The uncut diamond was passed through the hands of several buyers, until it was bought by Costers of Amsterdam for £35,000. It was then cut into an oval cushion shape by a cutter named Voorzanger, renowned for having been one of the two men who refashioned the Koh-i-Noor.

It was purchased by Halphen and Associates of Paris, a syndicate of diamond merchants, who named it Estrela do Sul, or Star of the South. The syndicate exhibited the diamond in 1862 at the Great London Exposition, and again in 1867 at the International Exposition in Paris. On both occasions, the Star of the South received considerable attention. The diamond was later sent to a diamond dealing house in India, where negotiations were carried out to sell it to a Maharajah for a price of £110,000. However, this deal was not successful and the diamond was returned to Halphen and Associates.
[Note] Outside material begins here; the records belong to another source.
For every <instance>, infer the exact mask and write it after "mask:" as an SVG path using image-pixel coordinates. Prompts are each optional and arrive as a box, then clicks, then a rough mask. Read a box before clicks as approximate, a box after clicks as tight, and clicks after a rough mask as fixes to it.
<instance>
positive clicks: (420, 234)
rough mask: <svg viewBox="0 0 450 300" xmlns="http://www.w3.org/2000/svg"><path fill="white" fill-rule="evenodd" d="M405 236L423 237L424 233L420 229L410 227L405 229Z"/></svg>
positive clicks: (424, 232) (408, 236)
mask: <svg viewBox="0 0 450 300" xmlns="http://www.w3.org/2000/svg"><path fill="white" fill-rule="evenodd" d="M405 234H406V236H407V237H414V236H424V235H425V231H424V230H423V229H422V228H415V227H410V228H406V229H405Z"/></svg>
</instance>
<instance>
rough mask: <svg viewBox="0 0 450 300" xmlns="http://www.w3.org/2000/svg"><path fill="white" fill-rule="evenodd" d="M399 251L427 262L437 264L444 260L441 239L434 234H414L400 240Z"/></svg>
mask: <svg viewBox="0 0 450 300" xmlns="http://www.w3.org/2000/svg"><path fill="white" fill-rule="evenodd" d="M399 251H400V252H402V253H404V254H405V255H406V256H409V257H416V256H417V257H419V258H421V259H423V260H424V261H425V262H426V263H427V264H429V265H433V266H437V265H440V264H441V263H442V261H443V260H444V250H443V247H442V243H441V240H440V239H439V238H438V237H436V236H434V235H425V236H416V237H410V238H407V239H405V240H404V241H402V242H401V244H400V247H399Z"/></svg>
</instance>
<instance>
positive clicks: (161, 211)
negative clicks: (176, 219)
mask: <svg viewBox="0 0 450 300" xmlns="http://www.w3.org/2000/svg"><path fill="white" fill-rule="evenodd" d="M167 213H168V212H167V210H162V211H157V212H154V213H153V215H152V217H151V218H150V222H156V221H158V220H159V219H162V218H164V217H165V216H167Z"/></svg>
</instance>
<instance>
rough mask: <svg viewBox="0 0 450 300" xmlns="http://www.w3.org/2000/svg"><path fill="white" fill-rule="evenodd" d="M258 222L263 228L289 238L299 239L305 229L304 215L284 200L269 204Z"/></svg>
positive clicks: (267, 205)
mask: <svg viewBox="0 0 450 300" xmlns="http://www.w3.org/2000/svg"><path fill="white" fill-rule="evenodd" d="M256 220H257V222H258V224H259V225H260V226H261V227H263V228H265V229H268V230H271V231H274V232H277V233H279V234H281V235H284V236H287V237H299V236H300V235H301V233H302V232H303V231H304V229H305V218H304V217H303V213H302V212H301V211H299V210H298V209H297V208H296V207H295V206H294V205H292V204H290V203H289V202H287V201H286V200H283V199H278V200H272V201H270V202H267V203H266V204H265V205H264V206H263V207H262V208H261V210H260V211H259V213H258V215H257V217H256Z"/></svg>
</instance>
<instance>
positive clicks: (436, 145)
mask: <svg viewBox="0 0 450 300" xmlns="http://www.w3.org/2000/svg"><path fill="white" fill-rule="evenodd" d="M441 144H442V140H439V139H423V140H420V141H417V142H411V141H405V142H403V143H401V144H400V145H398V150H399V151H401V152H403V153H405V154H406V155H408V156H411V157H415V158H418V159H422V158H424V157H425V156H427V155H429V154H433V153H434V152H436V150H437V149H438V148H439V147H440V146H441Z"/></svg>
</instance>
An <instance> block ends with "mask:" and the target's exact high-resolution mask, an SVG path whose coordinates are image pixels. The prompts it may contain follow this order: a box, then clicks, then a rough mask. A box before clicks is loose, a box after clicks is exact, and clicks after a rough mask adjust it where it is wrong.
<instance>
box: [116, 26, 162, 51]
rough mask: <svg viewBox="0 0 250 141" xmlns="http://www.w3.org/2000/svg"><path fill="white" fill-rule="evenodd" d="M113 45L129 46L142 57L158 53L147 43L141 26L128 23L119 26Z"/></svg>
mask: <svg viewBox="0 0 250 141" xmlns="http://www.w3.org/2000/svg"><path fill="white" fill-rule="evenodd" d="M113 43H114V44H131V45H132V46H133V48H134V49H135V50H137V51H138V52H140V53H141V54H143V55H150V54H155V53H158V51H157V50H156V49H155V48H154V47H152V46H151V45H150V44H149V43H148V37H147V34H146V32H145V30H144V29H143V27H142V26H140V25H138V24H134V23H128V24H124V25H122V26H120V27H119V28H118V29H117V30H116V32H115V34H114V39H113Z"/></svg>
During the diamond’s stay in India, Prince Malhār Rāo of the royal family of Gaekwad got to know about the stone. He instructed E. H. Dresden of London to purchase the diamond, who purchased it from Halphen and Associates for £80,000 on behalf of the prince. The Star of the South was in the possession of the Gaekwad family for several years. It was later mounted on a necklace along with the 78.5 carat English Dresden diamond. The Pittsburgh Press reported in 1927, the diamond necklace which contained the Star of the South diamond, as a part of the royal collection worth $10,000,000 at the time, housed in the Nazarbaug Palace in Baroda; another important part of the collection was a cloth embroidered with precious stones and seed pearls, made to cover the tomb of Mohammed. In 1934, Prince Malhār Rāo’s son told Robert M. Shipley, an American gemologist about this. In 1948, the Maharani Sītā Devī, was photographed wearing the necklace at her husband Maharajah Pratāp Sinh's birthday party.
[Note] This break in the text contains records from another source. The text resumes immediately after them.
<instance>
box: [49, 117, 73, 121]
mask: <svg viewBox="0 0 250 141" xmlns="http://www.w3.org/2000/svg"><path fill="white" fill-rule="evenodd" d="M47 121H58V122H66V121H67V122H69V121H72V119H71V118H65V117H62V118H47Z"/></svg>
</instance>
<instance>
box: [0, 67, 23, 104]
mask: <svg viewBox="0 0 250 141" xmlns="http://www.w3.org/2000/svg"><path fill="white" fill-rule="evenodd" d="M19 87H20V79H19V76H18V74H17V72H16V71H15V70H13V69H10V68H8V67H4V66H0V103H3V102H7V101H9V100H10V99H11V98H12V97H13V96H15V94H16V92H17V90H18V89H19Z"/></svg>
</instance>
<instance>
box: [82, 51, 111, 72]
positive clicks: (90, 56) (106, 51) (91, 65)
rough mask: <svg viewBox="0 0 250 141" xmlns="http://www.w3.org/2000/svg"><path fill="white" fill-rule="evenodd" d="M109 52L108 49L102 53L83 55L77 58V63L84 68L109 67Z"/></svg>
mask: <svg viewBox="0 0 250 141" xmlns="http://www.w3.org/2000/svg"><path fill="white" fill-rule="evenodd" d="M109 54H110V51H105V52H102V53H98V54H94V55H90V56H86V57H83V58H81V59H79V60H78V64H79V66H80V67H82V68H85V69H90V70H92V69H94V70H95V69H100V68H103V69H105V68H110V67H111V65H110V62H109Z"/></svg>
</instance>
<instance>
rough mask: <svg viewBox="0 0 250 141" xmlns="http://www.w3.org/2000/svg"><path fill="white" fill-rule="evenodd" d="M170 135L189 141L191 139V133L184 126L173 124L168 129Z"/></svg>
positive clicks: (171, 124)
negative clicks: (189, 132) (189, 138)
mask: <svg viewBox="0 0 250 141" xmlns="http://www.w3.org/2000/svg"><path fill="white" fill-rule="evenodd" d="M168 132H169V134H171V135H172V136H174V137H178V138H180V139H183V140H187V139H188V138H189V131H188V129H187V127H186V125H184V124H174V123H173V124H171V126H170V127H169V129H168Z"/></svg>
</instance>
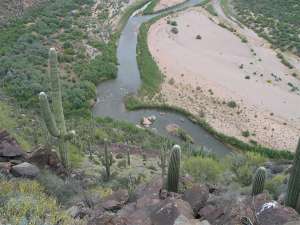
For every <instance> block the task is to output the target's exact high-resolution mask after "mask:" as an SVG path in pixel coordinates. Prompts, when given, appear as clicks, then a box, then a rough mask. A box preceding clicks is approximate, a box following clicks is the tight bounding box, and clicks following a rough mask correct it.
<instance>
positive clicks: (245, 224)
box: [241, 216, 253, 225]
mask: <svg viewBox="0 0 300 225" xmlns="http://www.w3.org/2000/svg"><path fill="white" fill-rule="evenodd" d="M241 225H253V223H252V222H251V220H250V219H249V218H248V217H245V216H243V217H241Z"/></svg>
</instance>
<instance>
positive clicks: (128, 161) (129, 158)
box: [127, 150, 131, 167]
mask: <svg viewBox="0 0 300 225" xmlns="http://www.w3.org/2000/svg"><path fill="white" fill-rule="evenodd" d="M130 164H131V162H130V152H129V150H128V151H127V165H128V166H129V167H130Z"/></svg>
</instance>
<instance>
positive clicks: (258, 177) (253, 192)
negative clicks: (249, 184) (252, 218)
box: [252, 167, 266, 196]
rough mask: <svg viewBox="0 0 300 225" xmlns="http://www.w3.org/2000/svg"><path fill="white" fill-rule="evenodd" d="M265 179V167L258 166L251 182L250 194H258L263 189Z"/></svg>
mask: <svg viewBox="0 0 300 225" xmlns="http://www.w3.org/2000/svg"><path fill="white" fill-rule="evenodd" d="M265 181H266V169H265V168H264V167H259V168H258V169H257V170H256V173H255V176H254V179H253V183H252V195H253V196H254V195H258V194H260V193H262V192H263V191H264V187H265Z"/></svg>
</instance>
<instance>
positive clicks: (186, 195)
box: [182, 185, 209, 216]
The Star of the South was later purchased by Rustomjee Jamsetjee of Mumbai, who sold it to Cartier in 2002. Cartier set the diamond into a bracelet for the 2006 Biennale des Antiquaires in Paris. The diamond was last seen worn by Sheikha Moza of Qatar, who is said to have purchased it from Cartier, at the wedding of Crown Prince Hussein of Jordan to Rajwa Seif in 2023.

==Characteristics==
At the time of discovery, the diamond had a rhombic dodecahedral form with obtuse angles and twenty four facets. There was a deep depression in one of the facets, indicating that it had accommodated another octahedral crystal. A few black specks were also present, caused by titanic iron or volcanic sand.

The diamond originally weighed 254.5 carat and was cut into an oval cushion shape weighing 128.48 carat, losing almost half of its weight in the cutting process. The dimensions of the Star of the South were 35 mm x 29 mm x 19 mm.

The light reflected by the diamond is white, and the refracted light is of a rose tint. This is attributed to the prismatic form given to the crystal during its cutting. The Star of the South has a color grading of light pinkish-brown, pink and brown being two colors that can show up in colorless diamonds of type IIa. It is a plastically deformed diamond of type IIa, and has a clarity of VS2.

==Dispute==

After the diamond was purchased by Cartier, Sangrām Sinh, the youngest son of Maharaja Pratāp Sinh Gaekwad of Baroda State, claimed that the Star of the South was among the heirlooms, the ownership of which was being disputed by the Gaekwad family. The diamond had been included in inventories disclosed in wealth tax returns filed in 1988 by Fāteh Sinh Rāo Gaekwad and his wife, heirs of the Gaekwad family. Sangrām Sinh has announced that he intends to trace how the diamond had reached Cartier and is considering possible legal action.